Usually I am careful when I use the word Chivalry in a post because this specific word carries a lot of preconceived weight from the reader. When I use the term chivalry, the reader’s own prejudice, based mostly on misunderstandings the concept by some who executed it or by someone who observed it, tend to overwhelm their capacity to view things with an open mind. This becomes evident with men “acting” chivalrous expecting something in return or due to their own sexist attitude. We also see this prejudice present in both women or men who assume these acts, even when done for the right reason, carry a sense of “benevolent sexism” where each gender blames the other for the causes and results of such acts. To both groups I just have one thing to say:
Get over yourself.
It isn’t that chivalry is now a rare thing. You have to understand that it never was that common to begin with. Knightly Chivalry was a thing left only to the knights, the elite warrior class. Noble Chivalry was left only to the nobility. And now Gentlemen Chivalry is something done by Gentlemen. Not everyone is willing to be a Gentleman, so not everyone should be expected to be chivalrous. And that’s ok, because not everyone is really willing to put the effort in leading a less than ordinary life. This is a choice people have to make on their own.

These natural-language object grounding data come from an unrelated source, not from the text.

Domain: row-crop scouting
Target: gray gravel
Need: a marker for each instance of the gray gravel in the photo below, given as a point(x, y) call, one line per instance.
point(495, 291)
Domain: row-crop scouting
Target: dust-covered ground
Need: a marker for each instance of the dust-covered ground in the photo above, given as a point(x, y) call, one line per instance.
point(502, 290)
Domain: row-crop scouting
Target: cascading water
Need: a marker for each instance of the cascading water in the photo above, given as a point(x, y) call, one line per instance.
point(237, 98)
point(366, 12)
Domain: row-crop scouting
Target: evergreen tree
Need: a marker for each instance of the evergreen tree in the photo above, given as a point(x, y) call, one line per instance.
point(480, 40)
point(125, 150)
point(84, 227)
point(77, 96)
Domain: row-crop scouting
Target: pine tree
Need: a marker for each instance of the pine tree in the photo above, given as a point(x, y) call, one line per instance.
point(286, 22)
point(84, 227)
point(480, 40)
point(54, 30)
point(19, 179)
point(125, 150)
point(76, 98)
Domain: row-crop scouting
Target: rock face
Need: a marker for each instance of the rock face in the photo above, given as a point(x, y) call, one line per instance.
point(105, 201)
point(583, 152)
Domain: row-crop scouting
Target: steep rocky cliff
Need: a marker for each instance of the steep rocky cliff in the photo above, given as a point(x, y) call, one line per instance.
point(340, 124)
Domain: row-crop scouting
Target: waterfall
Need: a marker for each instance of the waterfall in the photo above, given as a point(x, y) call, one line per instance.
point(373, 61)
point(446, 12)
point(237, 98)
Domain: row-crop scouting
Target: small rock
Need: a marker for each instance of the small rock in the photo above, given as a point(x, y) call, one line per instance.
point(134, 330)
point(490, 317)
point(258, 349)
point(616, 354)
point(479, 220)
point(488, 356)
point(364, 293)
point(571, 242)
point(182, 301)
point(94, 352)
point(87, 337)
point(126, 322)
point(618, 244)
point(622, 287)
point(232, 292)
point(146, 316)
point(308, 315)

But there are those who still do expect more from themselves. You see this every day in the random event done without making a big deal about them. There is no bowing, no “milady”, no drama. Just a simple act done in a simple way. And this is the true sign of a Gentleman, those who’s acts of chivalry are as natural to them as breathing is to other men. You see it in the man holding a door open for others simply for no other reason than because he can. You see it in the man who unconsciously walks on the outside of the sidewalk. And you see it in the man who offers his seat in a train, no matter how well known and influential he is.